SEC okays Filinvest P11-B bond issue

MANILA, Philippines—The Securities and Exchange Commission has approved a seven-year retail bond issue worth P11 billion planned by Filinvest Land Inc., which is raising fresh funds for expansion projects this year.

The FLI bonds will be offered in two tranches beginning with a P7 billion issuance on June 8 while the remaining P4 billion will be issued by the third quarter, according to documents from the SEC.

The seven-year bonds will carry a fixed interest rate equivalent to comparative PDST-F rate plus a spread of 60 to 125 basis points. The indicative rate is a range of 5.7658-6.4158 percent per annum for the first tranche. Interest on the bonds due 2019 will be payable quarterly.

Proceeds from offering will partially finance projects to be undertaken by the company in 2012, during which FLI has set a capital spending budget of P14.9 billion.

The projects to be funded by FLI are broken down as follows: high-rise projects in Metro Manila and Cebu (P1.95 billion); medium-rise projects in Metro Manila, Davao City and Rizal (P5.45 billion); investment properties in Metro Manila, Cavite and Cebu City (P3.87 billion); subdivisions in Metro Manila, Cavite, Cebu City and other provinces (P3.08 billion); and, land acquisition in Rizal, Pasig, Cebu and Quezon City (P538.33 million).

BDO Capital, BPI Capital, First Metro Investment Corp. and HSBC are the joint lead underwriters of the offering.

A minimum purchase of P50,000 shall be considered for acceptance. Purchases in excess of the minimum shall be in multiples of P10,000.

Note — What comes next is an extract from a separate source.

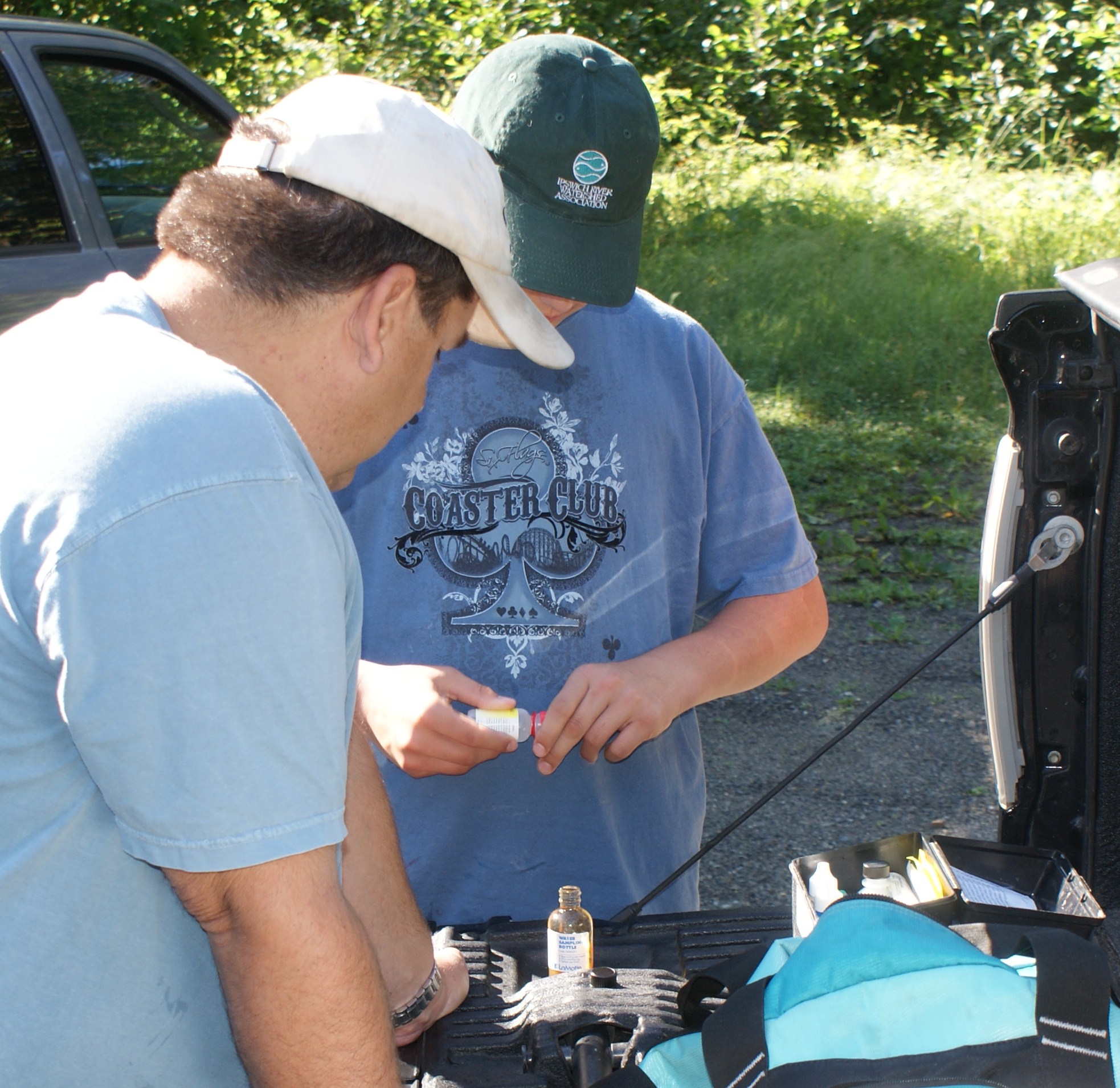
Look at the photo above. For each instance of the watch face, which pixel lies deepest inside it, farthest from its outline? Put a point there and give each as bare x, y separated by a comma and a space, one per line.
423, 1000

The proposed P11 billion offering was rated triple-A by local credit watcher Philippine Rating Services Corp. which cited the following factors: healthy growth of real estate and leasing operations resulting in strong income generation; diversified portfolio; sound debt position and financial flexibility; established brand name; and favorable economic and industry conditions.